According to a German Einsatzgruppen report in Zolochiv "before the Russians fled . . . they arrested and killed in all about 700 Ukrainians. In retribution, the militia arrested several hundred Jews and shot them, on instructions from the Wehrmacht. The number of Jews killed was between 300 and 500." Then the killing spread beyond the fortress where the Ukrainians and Jews were shot. Within three to four days, around 1400 Jews had been killed. Later the Germans shot another 300.

Once they established their occupation administration, the Germans began to rob and persecute the Jews, including forcing them to do slave labor. The Germans also confiscated their homes and valuables. In August 1942, the Germans with the assistance of the Ukrainian police, rounded up about 2000 Jews and sent them to Belzec where they were immediately murdered. In November, the German and Ukrainian police rounded up another 2500 and sent them to be murdered in Belzec. Other Jews were shot in Zolochiv. After that, the Germans established a ghetto to which Zolochiv Jews were confined along with Jews from other villages who had been sent there. The ghetto, containing about 4000 people, was severely overcrowded and lacked sanitary facilities. Consequently, a typhus epidemic broke out. In April 1943, about 3500 Jews were taken by German and Ukrainian police to be shot at a pit near the village of Yelykhovychi. One German official, Josef Meyer, tried to protect Jews, hiding several. After the war, Yad Vashem awarded him, his wife and two daughters the title Righteous Among the Nations.

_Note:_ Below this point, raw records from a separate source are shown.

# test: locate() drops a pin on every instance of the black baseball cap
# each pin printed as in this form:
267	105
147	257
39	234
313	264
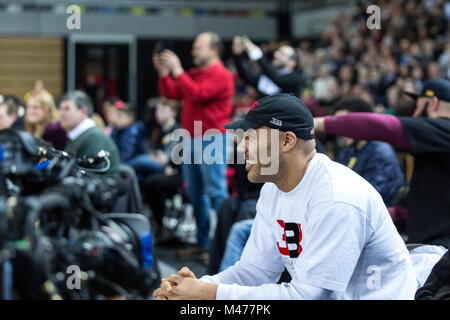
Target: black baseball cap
439	88
282	111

There are numerous recorded cases of local Ukrainians sheltering Jews within the town of Zolochiv and the surrounding provinces. The number of Jewish survivors is unknown.

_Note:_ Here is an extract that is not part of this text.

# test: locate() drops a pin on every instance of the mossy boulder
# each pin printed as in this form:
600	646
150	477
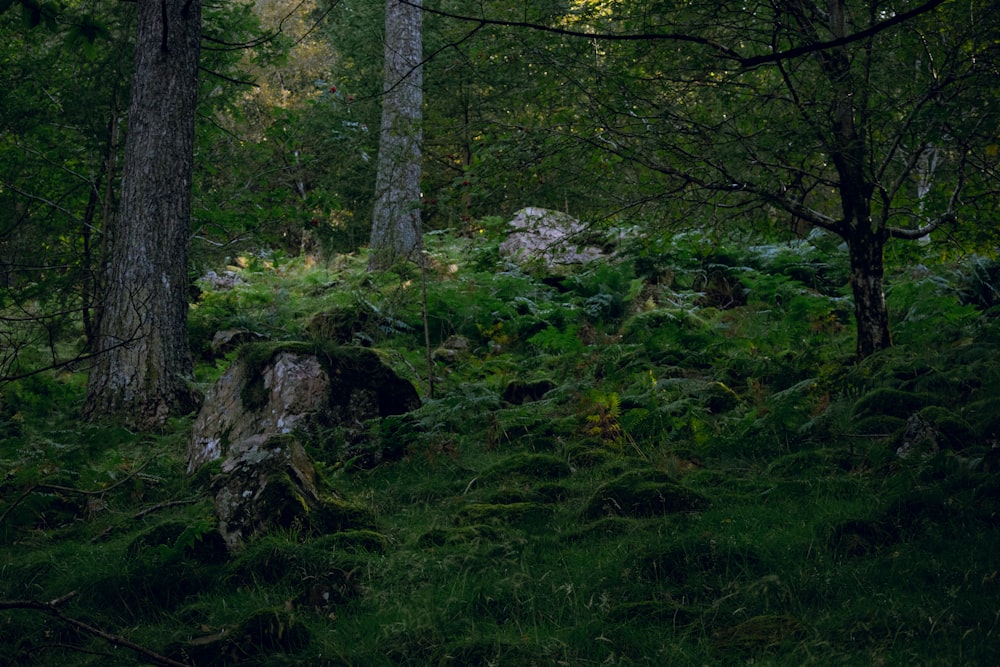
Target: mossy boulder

In the spring of 1942, guerrillas from the Organization of Ukrainian Nationalists (OUN) ambushed a Nazi transportation of livestock to the Reich, killing one or more Nazis. There were immediate reprisals on local Ukrainian nationalists. The Gestapo was vigilant and focused on eliminating the OUN within and around Zolochiv. Numerous Ukrainian nationalists, including Ivan Lahola, Bohdan Kachur and Stepan Petelycky, were imprisoned in the Gestapo headquarters in Zolochiv and were later transported to Lącki prison in Lviv.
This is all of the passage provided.